Le Parlement européen a approuvé le projet de directive sur le droit d'auteur dans le marché unique numérique en septembre 2018. Après des négociations, une proposition finale a été présentée au parlement. Cette version finale de la directive a été approuvée le 26 mars 2019.
Cette édition de la directive a élargi les définitions, fait des concessions et inclus des clarifications. Pour semer la confusion, l'article 13 a été renommé article 17. Notamment, la directive finale a précisé quels sites seraient responsables de la violation du droit d'auteur. Un service opérant depuis moins de trois ans, avec un chiffre d'affaires inférieur à 10 millions d'euros et avec moins de cinq millions de visiteurs uniques serait exclu.
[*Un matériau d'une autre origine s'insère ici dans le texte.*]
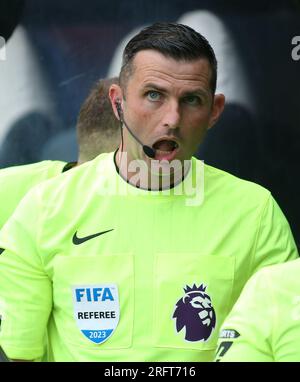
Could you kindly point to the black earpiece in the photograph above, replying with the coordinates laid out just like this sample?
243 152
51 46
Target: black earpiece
119 109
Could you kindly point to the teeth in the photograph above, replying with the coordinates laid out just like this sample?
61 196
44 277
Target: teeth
163 152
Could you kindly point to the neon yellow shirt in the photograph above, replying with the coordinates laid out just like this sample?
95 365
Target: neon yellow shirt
264 323
132 275
16 181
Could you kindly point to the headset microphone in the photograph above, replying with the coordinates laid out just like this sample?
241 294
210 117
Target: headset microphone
149 151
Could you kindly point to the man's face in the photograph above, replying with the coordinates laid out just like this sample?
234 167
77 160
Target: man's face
169 105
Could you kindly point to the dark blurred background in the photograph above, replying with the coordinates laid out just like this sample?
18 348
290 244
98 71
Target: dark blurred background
57 49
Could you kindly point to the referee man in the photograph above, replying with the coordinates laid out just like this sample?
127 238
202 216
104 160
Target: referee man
140 254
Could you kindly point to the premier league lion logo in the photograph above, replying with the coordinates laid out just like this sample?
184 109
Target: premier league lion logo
194 311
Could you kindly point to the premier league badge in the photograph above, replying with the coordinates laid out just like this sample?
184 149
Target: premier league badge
97 310
195 312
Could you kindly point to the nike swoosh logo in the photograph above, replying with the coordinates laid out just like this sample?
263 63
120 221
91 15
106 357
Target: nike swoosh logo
79 240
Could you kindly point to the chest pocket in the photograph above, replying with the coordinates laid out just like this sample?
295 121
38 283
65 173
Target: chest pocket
192 298
99 271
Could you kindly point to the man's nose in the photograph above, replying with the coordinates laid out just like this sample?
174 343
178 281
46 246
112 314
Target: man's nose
171 116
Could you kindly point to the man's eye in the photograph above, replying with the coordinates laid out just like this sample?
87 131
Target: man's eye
153 95
192 100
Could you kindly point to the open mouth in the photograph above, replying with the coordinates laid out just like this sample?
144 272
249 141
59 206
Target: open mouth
165 146
165 149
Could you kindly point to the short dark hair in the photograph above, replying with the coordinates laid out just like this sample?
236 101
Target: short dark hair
173 40
97 126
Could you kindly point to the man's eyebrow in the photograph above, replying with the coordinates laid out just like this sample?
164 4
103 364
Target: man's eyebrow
197 91
200 92
155 87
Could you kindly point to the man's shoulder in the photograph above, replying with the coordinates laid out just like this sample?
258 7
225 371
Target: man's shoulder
77 178
229 184
37 167
280 273
29 174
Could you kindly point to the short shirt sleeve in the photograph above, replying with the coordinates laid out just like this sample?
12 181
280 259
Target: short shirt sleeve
246 334
25 289
274 242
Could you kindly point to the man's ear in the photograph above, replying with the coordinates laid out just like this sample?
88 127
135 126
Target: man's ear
217 109
116 97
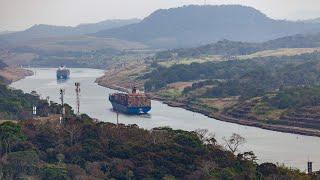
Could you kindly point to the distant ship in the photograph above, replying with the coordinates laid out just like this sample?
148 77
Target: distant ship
63 73
130 103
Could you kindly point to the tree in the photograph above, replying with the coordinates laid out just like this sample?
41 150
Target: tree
10 133
73 128
234 142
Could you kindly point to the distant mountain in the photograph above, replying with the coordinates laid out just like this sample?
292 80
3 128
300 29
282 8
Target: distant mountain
195 25
47 31
316 20
5 32
230 48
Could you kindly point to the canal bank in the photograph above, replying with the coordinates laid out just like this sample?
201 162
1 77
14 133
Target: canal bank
269 146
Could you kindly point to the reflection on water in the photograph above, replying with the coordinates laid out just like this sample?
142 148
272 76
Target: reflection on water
61 81
293 150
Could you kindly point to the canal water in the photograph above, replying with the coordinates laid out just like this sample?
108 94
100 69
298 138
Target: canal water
269 146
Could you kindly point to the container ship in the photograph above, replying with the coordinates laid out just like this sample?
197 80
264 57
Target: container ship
63 73
133 103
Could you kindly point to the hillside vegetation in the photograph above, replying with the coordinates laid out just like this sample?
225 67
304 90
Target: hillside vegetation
42 147
197 25
270 90
234 48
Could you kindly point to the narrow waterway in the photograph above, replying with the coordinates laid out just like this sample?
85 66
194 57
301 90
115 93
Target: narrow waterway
269 146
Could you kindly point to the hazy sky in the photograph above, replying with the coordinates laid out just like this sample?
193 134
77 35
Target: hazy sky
21 14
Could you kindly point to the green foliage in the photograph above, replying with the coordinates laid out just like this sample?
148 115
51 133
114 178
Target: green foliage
54 172
10 133
247 78
295 97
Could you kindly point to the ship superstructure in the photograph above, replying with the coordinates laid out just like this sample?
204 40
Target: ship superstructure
131 103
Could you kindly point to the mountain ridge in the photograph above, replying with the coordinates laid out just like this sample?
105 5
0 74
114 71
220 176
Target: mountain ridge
197 25
44 31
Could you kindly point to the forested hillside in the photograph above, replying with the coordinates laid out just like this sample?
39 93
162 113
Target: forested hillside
43 147
270 90
197 25
233 48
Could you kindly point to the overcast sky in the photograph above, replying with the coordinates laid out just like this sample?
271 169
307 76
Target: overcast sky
21 14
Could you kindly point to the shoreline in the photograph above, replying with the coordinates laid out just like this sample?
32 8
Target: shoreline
224 118
13 74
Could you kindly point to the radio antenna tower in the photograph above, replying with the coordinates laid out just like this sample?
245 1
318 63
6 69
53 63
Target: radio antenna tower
77 84
62 92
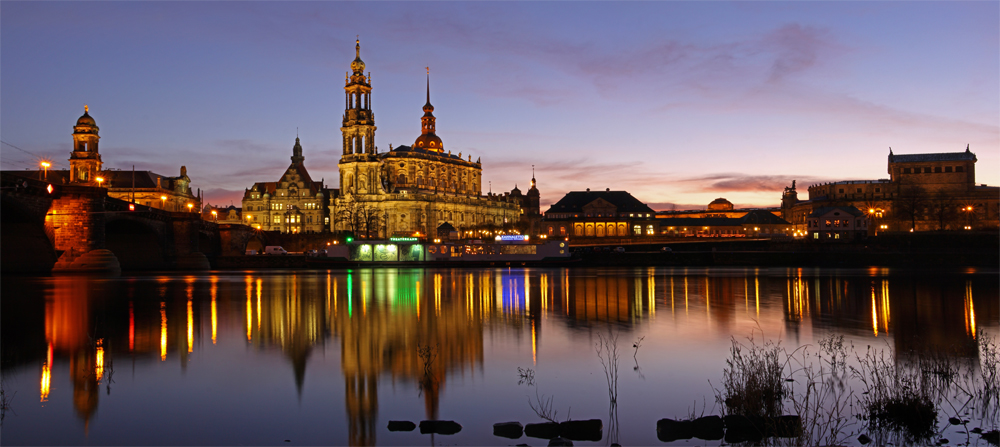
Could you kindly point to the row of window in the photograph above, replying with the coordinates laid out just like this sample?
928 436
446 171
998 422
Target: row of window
834 223
936 169
858 190
609 230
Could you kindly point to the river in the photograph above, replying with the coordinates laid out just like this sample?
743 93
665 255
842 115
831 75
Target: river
328 357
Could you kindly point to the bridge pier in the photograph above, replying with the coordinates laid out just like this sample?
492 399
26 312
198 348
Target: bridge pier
188 255
76 222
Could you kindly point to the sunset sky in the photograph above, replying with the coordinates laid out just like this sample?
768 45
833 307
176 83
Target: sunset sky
676 102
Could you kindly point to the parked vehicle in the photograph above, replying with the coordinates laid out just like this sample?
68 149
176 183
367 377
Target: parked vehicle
274 250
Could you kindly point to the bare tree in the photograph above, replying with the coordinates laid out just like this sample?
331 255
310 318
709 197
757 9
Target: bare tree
944 209
909 204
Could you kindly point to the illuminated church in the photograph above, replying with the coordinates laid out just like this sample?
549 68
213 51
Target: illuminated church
408 189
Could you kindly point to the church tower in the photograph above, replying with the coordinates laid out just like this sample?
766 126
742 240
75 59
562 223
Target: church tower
428 139
85 160
359 173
Le besoin de filtres peut également avoir été évité. L'article 17 précise qu'un service doit demander l'autorisation du titulaire des droits pour afficher un contenu protégé par le droit d'auteur. Comme le note l'Electronic Frontier Foundation (EFF), "les partisans de l'article [17] affirment que les services en ligne n'auront pas besoin de filtrer s'ils autorisent les catalogues des grandes sociétés de divertissement."
Cependant, comme le souligne également l'EFF, les grandes sociétés de divertissement ne détiennent pas tous les droits d'auteur dans le monde. Tous les utilisateurs d'Internet peuvent générer du contenu et détenir ce droit d'auteur respectif. L'article 17 exige que les services fassent de "leurs meilleurs efforts" pour autoriser le contenu. Malgré toutes les révisions, on ne sait toujours pas comment les services seraient conformes à l'article 17 sans filtres de contenu.
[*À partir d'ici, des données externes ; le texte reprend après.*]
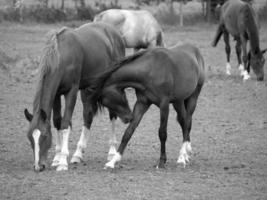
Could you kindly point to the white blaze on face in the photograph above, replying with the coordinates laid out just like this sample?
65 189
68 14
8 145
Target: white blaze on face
36 135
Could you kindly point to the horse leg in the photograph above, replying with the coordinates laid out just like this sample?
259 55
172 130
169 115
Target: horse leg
87 120
228 52
218 35
57 123
70 100
112 140
140 108
164 114
136 49
238 54
246 76
185 111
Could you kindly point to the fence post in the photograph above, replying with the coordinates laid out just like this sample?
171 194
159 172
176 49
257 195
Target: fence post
181 13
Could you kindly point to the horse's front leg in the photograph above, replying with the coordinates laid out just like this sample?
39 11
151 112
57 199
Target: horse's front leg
246 75
70 100
238 54
228 52
139 110
112 140
57 123
164 114
88 115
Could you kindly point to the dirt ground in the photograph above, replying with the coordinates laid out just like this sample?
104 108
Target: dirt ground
229 133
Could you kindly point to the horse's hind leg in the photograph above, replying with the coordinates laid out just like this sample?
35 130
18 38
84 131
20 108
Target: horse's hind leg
185 111
185 122
238 54
228 51
218 35
140 108
57 123
164 114
87 120
70 100
246 76
112 140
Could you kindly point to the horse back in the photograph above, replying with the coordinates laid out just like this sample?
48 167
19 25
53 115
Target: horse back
102 45
233 16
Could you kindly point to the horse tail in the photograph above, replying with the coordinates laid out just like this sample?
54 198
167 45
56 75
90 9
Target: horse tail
159 39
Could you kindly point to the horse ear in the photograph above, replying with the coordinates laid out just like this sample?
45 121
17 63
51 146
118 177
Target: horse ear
28 115
43 114
264 51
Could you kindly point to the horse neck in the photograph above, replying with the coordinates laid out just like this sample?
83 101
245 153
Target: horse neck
252 29
46 93
127 76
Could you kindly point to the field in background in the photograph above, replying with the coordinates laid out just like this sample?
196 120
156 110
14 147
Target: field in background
228 134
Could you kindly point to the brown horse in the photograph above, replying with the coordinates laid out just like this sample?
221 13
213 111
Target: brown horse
160 76
239 19
138 28
71 58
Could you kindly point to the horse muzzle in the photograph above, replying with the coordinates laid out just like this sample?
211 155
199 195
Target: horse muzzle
260 78
39 167
127 119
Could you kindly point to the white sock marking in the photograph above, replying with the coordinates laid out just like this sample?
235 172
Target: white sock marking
184 153
63 164
112 142
58 149
65 141
241 68
116 158
228 68
246 76
36 135
81 145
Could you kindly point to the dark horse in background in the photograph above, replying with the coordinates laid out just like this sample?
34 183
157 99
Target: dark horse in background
239 19
71 58
159 76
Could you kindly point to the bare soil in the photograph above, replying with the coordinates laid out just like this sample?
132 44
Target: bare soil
229 133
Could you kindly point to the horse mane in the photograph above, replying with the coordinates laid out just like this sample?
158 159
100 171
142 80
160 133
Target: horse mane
251 24
98 82
49 61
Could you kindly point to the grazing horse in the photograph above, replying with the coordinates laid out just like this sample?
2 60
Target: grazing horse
71 58
239 19
160 76
138 28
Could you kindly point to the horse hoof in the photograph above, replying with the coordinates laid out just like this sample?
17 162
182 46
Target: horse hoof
110 157
182 160
160 166
109 166
76 160
62 168
55 163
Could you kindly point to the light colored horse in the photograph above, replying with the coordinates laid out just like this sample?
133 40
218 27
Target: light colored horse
239 19
138 28
70 60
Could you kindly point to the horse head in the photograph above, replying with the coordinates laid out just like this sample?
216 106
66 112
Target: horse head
114 98
40 137
257 60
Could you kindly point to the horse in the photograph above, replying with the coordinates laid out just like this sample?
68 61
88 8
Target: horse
70 58
159 76
239 19
138 28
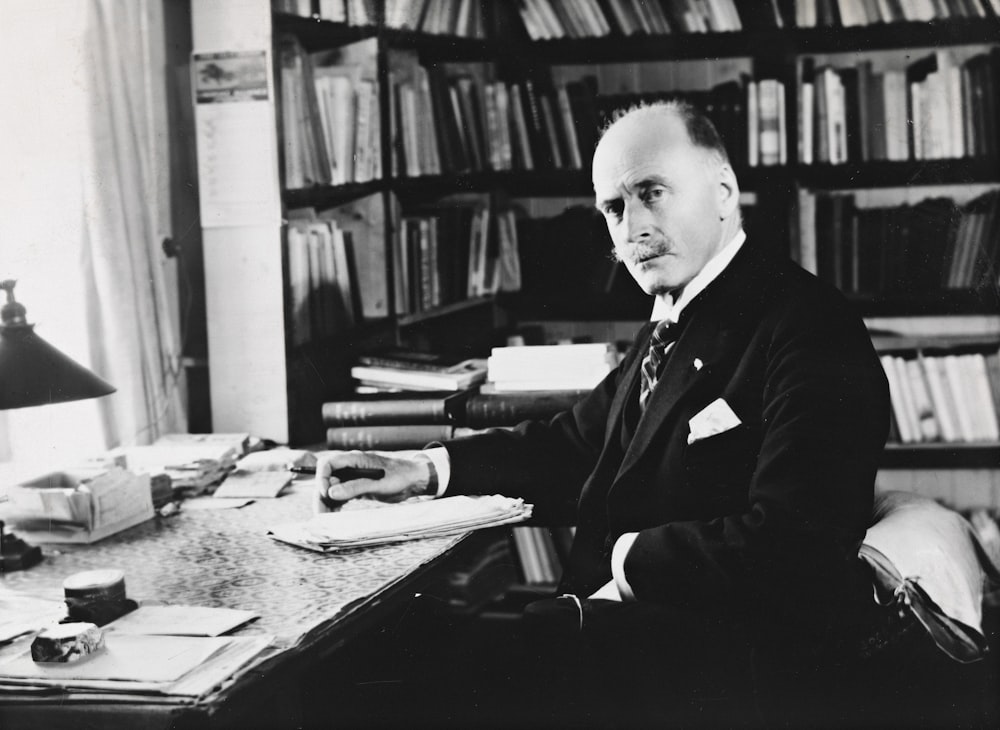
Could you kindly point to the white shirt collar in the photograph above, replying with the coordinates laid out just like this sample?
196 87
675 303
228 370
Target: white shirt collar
664 306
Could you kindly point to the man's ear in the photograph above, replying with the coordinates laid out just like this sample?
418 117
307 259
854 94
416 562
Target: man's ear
729 190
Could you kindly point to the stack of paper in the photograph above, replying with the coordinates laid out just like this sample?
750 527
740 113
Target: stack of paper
170 650
333 531
192 465
133 663
550 367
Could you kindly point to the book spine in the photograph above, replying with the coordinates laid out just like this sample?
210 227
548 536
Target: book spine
388 412
413 436
482 411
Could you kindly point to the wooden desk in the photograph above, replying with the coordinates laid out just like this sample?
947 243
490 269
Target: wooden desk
312 604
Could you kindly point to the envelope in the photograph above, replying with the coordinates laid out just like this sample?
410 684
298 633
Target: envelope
715 418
Ce n'est pas la première législation européenne à passer controversée par le parlement ces dernières années. Le règlement général sur la protection des données (RGPD) est entré en vigueur dans toute l'Europe le 25 mai 2018 et a eu des conséquences considérables.
Les entreprises basées en dehors de l'UE devaient toujours se conformer si elles avaient des utilisateurs au sein de l'UE. Certains ont même choisi de mettre en place des protections européennes de la vie privée pour tous leurs utilisateurs.
L'impact de la directive sur le droit d'auteur dans le marché unique numérique se fera presque certainement sentir également en dehors de l'Europe. Cependant, les États membres ont jusqu'à deux ans pour ratifier la directive. Il faudra peut-être encore quelques années avant que les conséquences de la législation ne soient vraiment connues.
Chaque État peut également interpréter et mettre en œuvre la directive différemment. Alors qu'un pays peut exiger un outil ou un filtre de téléchargement spécifique, un autre peut ne pas le faire.
Bien qu'il s'agisse d'une affaire européenne, le résultat affecte tous les utilisateurs et services Internet du monde entier. Comme nous l'avons vu après la mise en œuvre du RGPD, certains services ont bloqué les utilisateurs européens plutôt que de se conformer à la loi.
Notamment, le RGPD a également eu un impact sur les appareils domestiques intelligents, car les services ont été supprimés au lieu de s'adapter à la nouvelle législation. Reste à savoir si l'article 17 aura un effet similaire.